As individuals and as a team, the impact and influence of Joe Simon and Jack Kirby on the comic book industry cannot be overstated. Trying to describe it is like wading into a bottomless pool of hyperbole. If they’d stopped working in the ’40s after their ten-issue run on Captain America that would have been enough, but these two men pivoted as their industry changed, post World War II. Kirby produced art at furious clip, filling pages and pages and even more pages while other artists were still sharpening their pencils. Simon, no slouch at the art desk himself, had a head for business, and helped the studio bearing his and Kirby’s name become one of the premiere producers of content for America’s comic book industry.
Kirby, of course, became the King, the co-creator — officially listed in print as of October of 2014 — of the Fantastic Four, X-Men, Hulk, and countless other Marvel Comics characters and concepts. That work, along with his ’70s work at DC, tends to obscure his early collaborations with Simon, but Abrams’ The Art of the Simon and Kirby Studio goes a long way toward changing that. This massive book contains stories published in the late ’40s and early ’50s and created by the artists at the Simon and Kirby Studio. That studio featured some of the greatest artists in the history of comics — Mort Meskin, Steve Ditko, Al Williamson, Jack Davis — not to mention its founders, who were involved in all stages of the production process, from designing covers to tightening scripts and artwork. Together, Simon and Kirby shared all of the jobs required to create a comic.
In his introduction, Mark Evanier, writer and longtime friend of the Kirby family, says the two worked so closely together they couldn’t always tell who had done what what. What was printed in the pages of comics books was the result of true collaboration.

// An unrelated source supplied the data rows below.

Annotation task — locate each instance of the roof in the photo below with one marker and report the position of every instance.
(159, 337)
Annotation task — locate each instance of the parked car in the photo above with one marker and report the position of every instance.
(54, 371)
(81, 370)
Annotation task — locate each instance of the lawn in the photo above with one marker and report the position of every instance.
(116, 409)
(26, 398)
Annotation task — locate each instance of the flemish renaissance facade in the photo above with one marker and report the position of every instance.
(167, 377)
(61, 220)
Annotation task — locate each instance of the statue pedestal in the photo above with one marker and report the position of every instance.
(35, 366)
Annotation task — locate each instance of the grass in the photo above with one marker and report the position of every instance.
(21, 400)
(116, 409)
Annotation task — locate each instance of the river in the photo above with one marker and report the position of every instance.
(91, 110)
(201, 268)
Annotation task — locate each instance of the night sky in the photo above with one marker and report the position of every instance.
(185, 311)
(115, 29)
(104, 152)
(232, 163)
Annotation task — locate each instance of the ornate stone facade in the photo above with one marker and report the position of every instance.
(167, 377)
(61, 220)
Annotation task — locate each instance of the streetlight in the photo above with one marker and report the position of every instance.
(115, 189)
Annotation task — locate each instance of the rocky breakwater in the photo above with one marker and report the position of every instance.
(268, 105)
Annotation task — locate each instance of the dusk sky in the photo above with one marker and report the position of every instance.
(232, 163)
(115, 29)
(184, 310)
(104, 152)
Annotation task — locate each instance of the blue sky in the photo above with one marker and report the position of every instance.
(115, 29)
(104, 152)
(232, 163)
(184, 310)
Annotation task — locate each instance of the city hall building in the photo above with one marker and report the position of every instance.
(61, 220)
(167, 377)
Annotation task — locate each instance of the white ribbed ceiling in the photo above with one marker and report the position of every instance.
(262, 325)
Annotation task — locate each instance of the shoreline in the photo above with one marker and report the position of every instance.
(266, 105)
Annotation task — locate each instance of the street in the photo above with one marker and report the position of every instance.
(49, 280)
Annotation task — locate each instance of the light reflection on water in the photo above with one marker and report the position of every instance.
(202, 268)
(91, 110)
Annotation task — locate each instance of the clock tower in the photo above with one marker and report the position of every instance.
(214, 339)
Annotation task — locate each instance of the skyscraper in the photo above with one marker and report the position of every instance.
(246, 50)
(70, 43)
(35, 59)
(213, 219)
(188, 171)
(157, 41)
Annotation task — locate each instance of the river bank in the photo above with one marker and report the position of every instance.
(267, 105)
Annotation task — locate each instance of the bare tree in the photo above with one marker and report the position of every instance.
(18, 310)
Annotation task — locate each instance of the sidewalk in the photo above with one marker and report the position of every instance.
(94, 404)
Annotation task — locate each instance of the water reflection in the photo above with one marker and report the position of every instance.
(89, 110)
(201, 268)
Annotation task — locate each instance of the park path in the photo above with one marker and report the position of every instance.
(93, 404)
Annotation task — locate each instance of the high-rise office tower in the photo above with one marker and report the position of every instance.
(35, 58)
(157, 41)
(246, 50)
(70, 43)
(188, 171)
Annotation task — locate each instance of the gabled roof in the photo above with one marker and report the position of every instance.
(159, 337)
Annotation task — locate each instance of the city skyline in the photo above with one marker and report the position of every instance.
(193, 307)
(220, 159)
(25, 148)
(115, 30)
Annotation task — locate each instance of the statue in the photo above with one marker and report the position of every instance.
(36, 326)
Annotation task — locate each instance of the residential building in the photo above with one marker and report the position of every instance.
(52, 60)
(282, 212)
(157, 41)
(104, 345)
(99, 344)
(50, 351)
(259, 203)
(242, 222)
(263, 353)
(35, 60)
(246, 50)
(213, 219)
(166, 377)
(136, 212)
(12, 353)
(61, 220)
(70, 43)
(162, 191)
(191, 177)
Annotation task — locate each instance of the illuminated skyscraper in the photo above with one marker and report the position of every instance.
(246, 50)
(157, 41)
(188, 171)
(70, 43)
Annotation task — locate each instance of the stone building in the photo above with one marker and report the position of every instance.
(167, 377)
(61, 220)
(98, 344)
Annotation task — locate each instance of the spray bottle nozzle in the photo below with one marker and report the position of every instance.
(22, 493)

Though it’s difficult to differentiate between Simon and Kirby’s work, in some instances the King is unmistakable. These are primarily westerns, romance, and crime stories, but the cosmic “Kirby dots” the artist later became famous for are lurking somewhere in the rippling blacks he applied to the pages.
In this book, however, we’re not reading finished comic pages. Instead, with the cooperation of the estate of Joe Simon, as well as the Jack Kirby Museum and Research Center, the book is filled with beautiful scans of original art. The pages are gray and yellow and speckled with age, but the art remains as sharp as ever. There are half-finished covers, scribbled text acting as placeholders for copy, and rivers of correction fluid winding through the panels.

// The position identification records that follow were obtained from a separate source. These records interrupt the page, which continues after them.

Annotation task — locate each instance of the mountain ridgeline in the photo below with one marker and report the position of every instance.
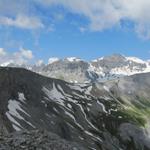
(112, 115)
(75, 70)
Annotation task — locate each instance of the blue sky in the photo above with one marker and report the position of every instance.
(82, 28)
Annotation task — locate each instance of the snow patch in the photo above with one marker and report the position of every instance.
(21, 97)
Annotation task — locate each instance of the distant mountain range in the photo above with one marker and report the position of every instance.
(79, 71)
(111, 115)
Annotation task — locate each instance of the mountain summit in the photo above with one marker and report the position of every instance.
(76, 70)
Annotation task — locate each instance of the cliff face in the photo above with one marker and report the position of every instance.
(109, 116)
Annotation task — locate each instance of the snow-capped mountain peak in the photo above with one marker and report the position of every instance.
(73, 69)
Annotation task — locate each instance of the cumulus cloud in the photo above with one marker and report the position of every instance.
(104, 14)
(101, 14)
(2, 52)
(22, 21)
(22, 56)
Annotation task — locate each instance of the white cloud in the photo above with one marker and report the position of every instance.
(22, 21)
(104, 14)
(20, 57)
(2, 52)
(26, 53)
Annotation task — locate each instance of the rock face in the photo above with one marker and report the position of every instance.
(79, 71)
(109, 115)
(39, 140)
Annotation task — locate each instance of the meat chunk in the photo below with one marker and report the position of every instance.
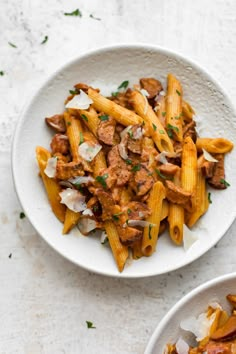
(57, 123)
(106, 131)
(152, 86)
(176, 194)
(142, 180)
(189, 130)
(218, 178)
(60, 143)
(107, 203)
(168, 169)
(65, 171)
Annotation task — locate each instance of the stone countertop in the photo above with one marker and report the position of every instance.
(45, 301)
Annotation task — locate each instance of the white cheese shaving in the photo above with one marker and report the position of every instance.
(50, 169)
(89, 150)
(81, 180)
(87, 212)
(74, 200)
(80, 101)
(200, 326)
(181, 346)
(189, 238)
(208, 156)
(86, 225)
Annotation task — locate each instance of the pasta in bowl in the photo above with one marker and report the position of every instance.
(131, 165)
(106, 69)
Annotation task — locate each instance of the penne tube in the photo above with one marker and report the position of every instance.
(71, 219)
(122, 115)
(214, 145)
(156, 129)
(52, 187)
(120, 251)
(174, 121)
(150, 233)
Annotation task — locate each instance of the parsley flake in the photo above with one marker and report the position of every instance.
(223, 181)
(209, 198)
(90, 324)
(22, 215)
(104, 117)
(102, 180)
(178, 93)
(123, 85)
(12, 45)
(84, 117)
(45, 40)
(77, 12)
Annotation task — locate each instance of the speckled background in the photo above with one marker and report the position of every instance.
(44, 300)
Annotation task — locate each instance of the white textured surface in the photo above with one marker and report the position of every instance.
(45, 300)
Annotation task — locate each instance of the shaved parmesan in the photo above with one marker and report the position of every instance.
(181, 346)
(122, 151)
(208, 156)
(73, 199)
(89, 150)
(88, 212)
(81, 101)
(81, 180)
(189, 238)
(50, 169)
(86, 225)
(200, 326)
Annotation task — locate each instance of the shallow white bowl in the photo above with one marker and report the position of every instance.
(194, 303)
(107, 68)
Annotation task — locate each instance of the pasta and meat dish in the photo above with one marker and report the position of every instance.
(131, 165)
(215, 331)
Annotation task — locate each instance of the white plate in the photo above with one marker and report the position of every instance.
(194, 303)
(107, 68)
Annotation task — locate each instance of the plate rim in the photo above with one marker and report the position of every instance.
(52, 76)
(180, 303)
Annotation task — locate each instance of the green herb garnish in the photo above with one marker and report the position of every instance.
(104, 117)
(209, 198)
(77, 12)
(45, 40)
(102, 180)
(84, 117)
(223, 181)
(90, 324)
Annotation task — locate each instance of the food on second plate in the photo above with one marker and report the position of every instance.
(215, 331)
(131, 165)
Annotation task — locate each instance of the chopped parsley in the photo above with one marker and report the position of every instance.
(170, 129)
(45, 40)
(22, 215)
(223, 181)
(102, 180)
(81, 138)
(209, 198)
(84, 117)
(77, 12)
(12, 45)
(136, 168)
(95, 18)
(90, 324)
(104, 117)
(123, 85)
(149, 231)
(178, 93)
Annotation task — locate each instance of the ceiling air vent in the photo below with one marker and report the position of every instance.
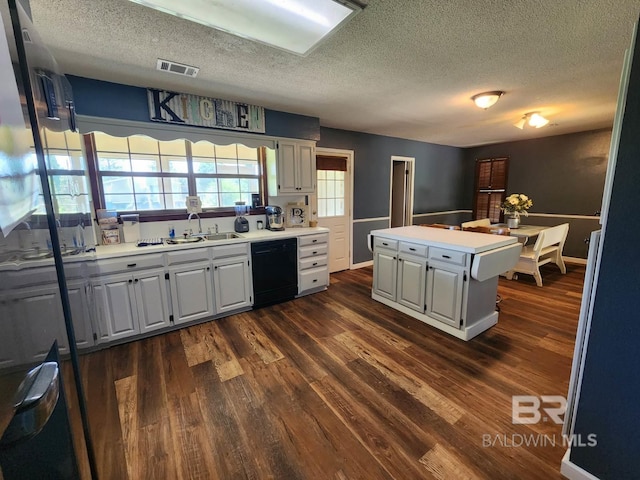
(177, 68)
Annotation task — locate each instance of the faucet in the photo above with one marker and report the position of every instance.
(191, 215)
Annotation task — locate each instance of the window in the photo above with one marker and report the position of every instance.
(138, 173)
(491, 186)
(330, 185)
(67, 172)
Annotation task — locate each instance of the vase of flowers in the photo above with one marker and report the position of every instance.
(514, 205)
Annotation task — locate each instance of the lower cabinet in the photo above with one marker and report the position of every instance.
(130, 303)
(445, 284)
(191, 292)
(385, 273)
(232, 284)
(412, 273)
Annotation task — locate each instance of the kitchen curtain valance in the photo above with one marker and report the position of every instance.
(164, 132)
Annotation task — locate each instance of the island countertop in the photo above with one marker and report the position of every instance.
(468, 242)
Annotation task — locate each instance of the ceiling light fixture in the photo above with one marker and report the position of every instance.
(533, 119)
(296, 26)
(487, 99)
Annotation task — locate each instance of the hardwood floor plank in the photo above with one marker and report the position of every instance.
(336, 385)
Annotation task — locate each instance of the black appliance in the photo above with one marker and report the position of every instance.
(275, 271)
(275, 218)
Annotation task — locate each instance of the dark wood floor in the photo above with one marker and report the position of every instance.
(337, 386)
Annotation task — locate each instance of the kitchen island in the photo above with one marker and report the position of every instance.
(445, 278)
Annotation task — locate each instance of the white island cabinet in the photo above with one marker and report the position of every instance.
(445, 278)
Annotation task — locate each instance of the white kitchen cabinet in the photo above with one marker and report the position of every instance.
(385, 272)
(191, 291)
(296, 168)
(411, 287)
(130, 303)
(452, 289)
(41, 308)
(444, 293)
(232, 284)
(313, 268)
(77, 292)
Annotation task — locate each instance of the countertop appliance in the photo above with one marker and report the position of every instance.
(275, 217)
(275, 271)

According to Jim Simon, Joe’s son, whose afterword details the book’s origins amid his father’s failing health, the elder Simon maintained a large collection of original art from his entire career, keeping it in both the attic and basement of the family home on Long Island, as well as in frames, flat files, on shelves, and even under the bed in Simon’s Manhattan apartment. That this material survived is a pop culture miracle. It was created at a time when there was no secondary market for original comic art, nor was there any respect for the work as actual art. Here, it’s presented with the respect and admiration it deserves.
On the story front, this is primarily B-material. Despite introducing characters like the Fly, Fighting American, Stuntman, and the Sandman, the duo never created another character as enduring as Captain America. They did manage to work in nearly every genre available to the comics makers of their day, including westerns, science fiction, crime, horror, and even romance. Simon and Kirby were pioneers of romance comics, practically inventing the genre with their title Young Romance.
These stories all look great, but are pretty standard yarns, twist-ending horror and shoot ’em up crime tales. One Vagabond Prince tale, featuring a Tennyson quoting superhero wearing what amounts to marching band attire, is basically a condensed comic book version of Atlas Shrugged, except here the well-to-do set out to poison the poor rather than keep their magic metal to themselves. The Boys’ Ranch stories, just one of the “kid gang” features Simon and Kirby created during their years together, stand out here, with strong characters like Wabash, Angel, and Clay Duncan, as well as art which captures the grittiness of the best western films. There’s even a two-page spread of Boys’ Ranch art that’s beautifully colored in the pinks and oranges of sunset in big sky country.
The Art of the Simon and Kirby Studio stands out in a sea of classic comics reprints because it’s more than just a collection of stories. Reading this book is like entering the offices of Simon and Kirby and rifling through their files, scouring the slush pile, even breathing in the smoke from one of Kirby’s cigars. It’s a museum in miniature, and like so much else these two artists touched, it’s a wonder to behold.